Museums and other cultural institutions will be allowed to open in New York City starting on Aug. 24, Gov. Andrew M. Cuomo said on Friday, following five months of a pandemic shutdown that has resulted in substantial layoffs and financial crises for many of these organizations.
The announcement came as the state has seen less than 1 percent of all coronavirus tests return positive for seven straight days, Mr. Cuomo said in a news conference. Mr. Cuomo surprised administrators by announcing last month that museums would not be allowed to open in Phase 4, which started on July 20.
The plans to lift the lockdown on cultural institutions come with some significant restrictions on the reintroduction of visitors. Institutions will be required to keep the buildings at 25 percent occupancy and to use a timed ticketing system, which would allow museums to carefully regulate how many people are entering at once.
The state also will require museums to control the flow of traffic through their buildings, and face coverings will be compulsory. The directive does not allow theaters and other performing arts venues to open.
For months, museum officials have been making their case to the Cuomo administration that their institutions are able to provide a safe experience for visitors.
“I’m walking on air!” Adam D. Weinberg, the director of the Whitney Museum of American Art, said after the announcement. “We’ve been waiting for weeks with bated breath.”
The Whitney plans to open on Sept. 3, though members would be able to go from Aug. 27 through Aug. 31. Mr. Weinberg said that visitors will all have their temperatures taken at the start of their visits and that museum guards would help enforce social distancing.
Keeping the Whitney at 25 percent capacity will mean about 500 visitors allowed there at a time.

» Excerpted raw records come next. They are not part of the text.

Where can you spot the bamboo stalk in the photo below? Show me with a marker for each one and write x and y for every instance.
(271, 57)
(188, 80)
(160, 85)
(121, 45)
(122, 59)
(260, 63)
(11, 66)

Museum officials have already begun factoring in reduced capacity restrictions into their plans for the fall. This month, the Metropolitan Museum of Art laid off 79 staff members and furloughed many more in anticipation that they would not be allowed to welcome as many visitors as they did before the pandemic struck. The Met is sticking to its previously announced reopening date of Aug. 29; the Met Cloisters will open on Sept. 12.
Other reopening dates for the city’s museums are trickling out. The Museum of Modern Art plans to open on Aug. 27, with free admission for the first month, a spokeswoman said. The Museum of the City of New York plans to open on the same day. The American Museum of Natural History is following through with its plans to open on Sept. 2 for members and Sept. 9 for the general public.
In April, a task force of more than 20 museums, of various sizes and located in all five boroughs, was assembled to develop guidelines for institutions to follow once they were allowed to reopen.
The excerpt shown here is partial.